LE JOURNAL CATALAN : parlons de l’ouvrage à présent, n’avez vous pas l’impression que tout a déjà été écrit sur le Train Jaune ?
« En effet, on trouve pléthore d’ouvrages sur ce sujet. Néanmoins, les éditions Privat ont revisité le sujet sous un nouvel angle d’approche. Les parties de l’ouvrage correspondent à trois temps : le passé, le présent, le futur. Ces temps coïncident avec le sous titre de l’ouvrage Un défi, un symbole, un espoir.
Le passé c’est l’histoire de la ligne, le défi technique, technologique et humain.
Le présent c’est le symbole que représente le Train Jaune comme le Castillet ou le Canigou pour les hommes et les femmes qui le font vivre au quotidien, pour celles et ceux dont l’activité l’économique dépend du Canari, mais également pour tous les catalans ou les touristes qui regardent avec un œil admiratif ce petit train partir à l’assaut de la Cerdagne.
Enfin le futur, c’est l’espoir : l’espoir de voir cette ligne perdurer mais aussi l’espoir qu’elle représente pour, j’en parlais il y a quelques instants, celles et ceux qui travaillent ou vivent grâce à cette ligne. Le train Jaune est un joyau de notre département. Et il évolue dans un véritable écrin. La préservation de l’un entraine celle de l’autre. Il en va de même pour leur valorisation ».
LE JOURNAL CATALAN : parlez-nous un peu de l’histoire de ce train pas comme les autres…
« C’est une histoire riche en rebondissements, comme seul notre département semble en connaître. Les premières études pour la desserte des hauts cantons par une voie ferrée datent de 1883. Il faudra attendre, presque 20 ans et la fin de l’année 1902 pour voir le projet aboutir sous sa forme actuelle.
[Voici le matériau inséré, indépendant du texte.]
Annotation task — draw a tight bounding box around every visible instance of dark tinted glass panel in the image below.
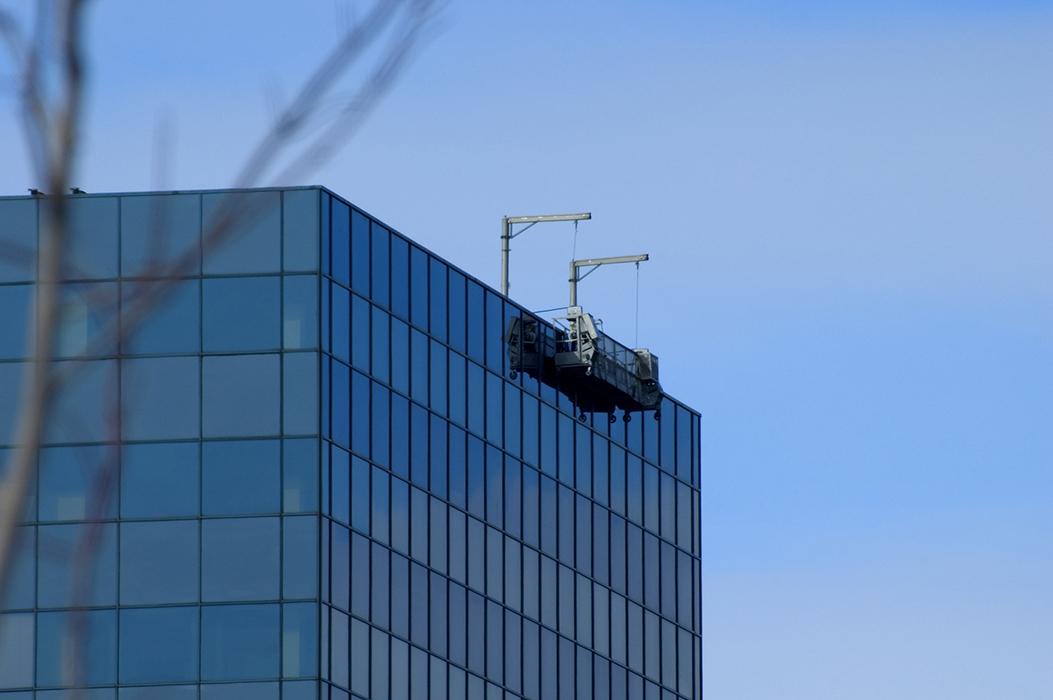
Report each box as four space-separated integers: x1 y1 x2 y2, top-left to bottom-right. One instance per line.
283 189 320 273
68 197 118 279
0 285 32 360
0 199 37 283
447 269 466 352
284 275 318 350
120 520 198 604
466 280 484 362
202 517 279 601
123 278 199 354
390 234 409 318
202 354 280 437
122 356 199 440
37 609 116 685
332 284 350 363
484 291 502 372
121 442 199 518
371 221 390 306
372 306 390 383
121 194 200 277
351 210 370 296
352 294 370 371
38 523 116 607
410 245 428 330
202 191 281 274
429 257 447 342
120 606 199 684
38 445 114 521
331 199 350 286
202 604 280 681
203 277 280 351
203 439 280 515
Les travaux bien que titanesques se déroulent essentiellement entre 1904 et 1909. Le tronçon Villefranche – Mont Louis est inauguré le 18 juillet 1910, la section suivante jusqu’à Bourg-Madame le sera le 16 juin 1911. Les travaux – construction d’un barrage, d’une usine hydroélectrique, de ponts et viaducs, percement de tunnels … – auront duré, pour la première partie de la ligne qui concentrait les plus grandes difficultés un peu plus de 4 ans. Paradoxalement les 6 derniers kilomètres (ne présentant aucune difficulté majeure) entre Bourg-madame et Latour-de-Carol ne seront mis en service qu’en 1927 !
La singularité de cette ligne tient également du mode de traction retenu : l’électricité ! Aujourd’hui, cela nous semble banal mais au début du siècle dernier c’était l’aire de la vapeur et du charbon. Nous pouvons avancer deux raisons à ce choix :
La première raison est d’ordre technique, en effet les locomotives à vapeur étaient très lourdes et n’auraient pu gravir de telles pentes (6%) sans l’aide de crémaillère.
La seconde est stratégique : la compagnie des chemins de fer du midi, qui réalise et exploite la ligne du Train Jaune est la seule compagnie ferroviaire à ne pas avoir un accès aux bassins miniers du Nord de la France. La compagnie va alors miser sur l’électricité et plus particulièrement sur l’hydroélectricité.
C’est cette avancée technologique qui permettra à la ligne de fonctionner sans trop de perturbations durant les deux guerres mondiales et qui a sans doute sauvé la ligne à la fin des années 70 début 1980. En effet, à cette époque sur le réseau secondaire, de nombreux autorails fonctionnant au diesel ont remplacé, depuis les années 50-60, les locomotives à vapeur. A la concurrence croissante de la route s’ajoute la hausse des prix du pétrole (conséquence directe des crises pétrolières). La baisse du trafic et la hausse des couts d’exploitation auront raison de nombreuses lignes ».
LE JOURNAL CATALAN : on vous sent passionné. Pourquoi ne pas en avoir fait votre métier ?
« Oui, je suis un passionné d’histoire. Analyser et comprendre le passé pour expliquer le présent, c’est fondamental pour moi. Sans entrer dans l’enseignement, avec internet, il est facile de partager ses connaissances.
Par ailleurs, je viens de monter une petite société qui propose, entre autre, des conseils pour la valorisation du patrimoine. Le patrimoine ça coute de l’argent certes, mais ça peut en rapporter également. Les gens sont curieux, ont envie d’apprendre. Il faut rendre cela accessible et si possible ludique ».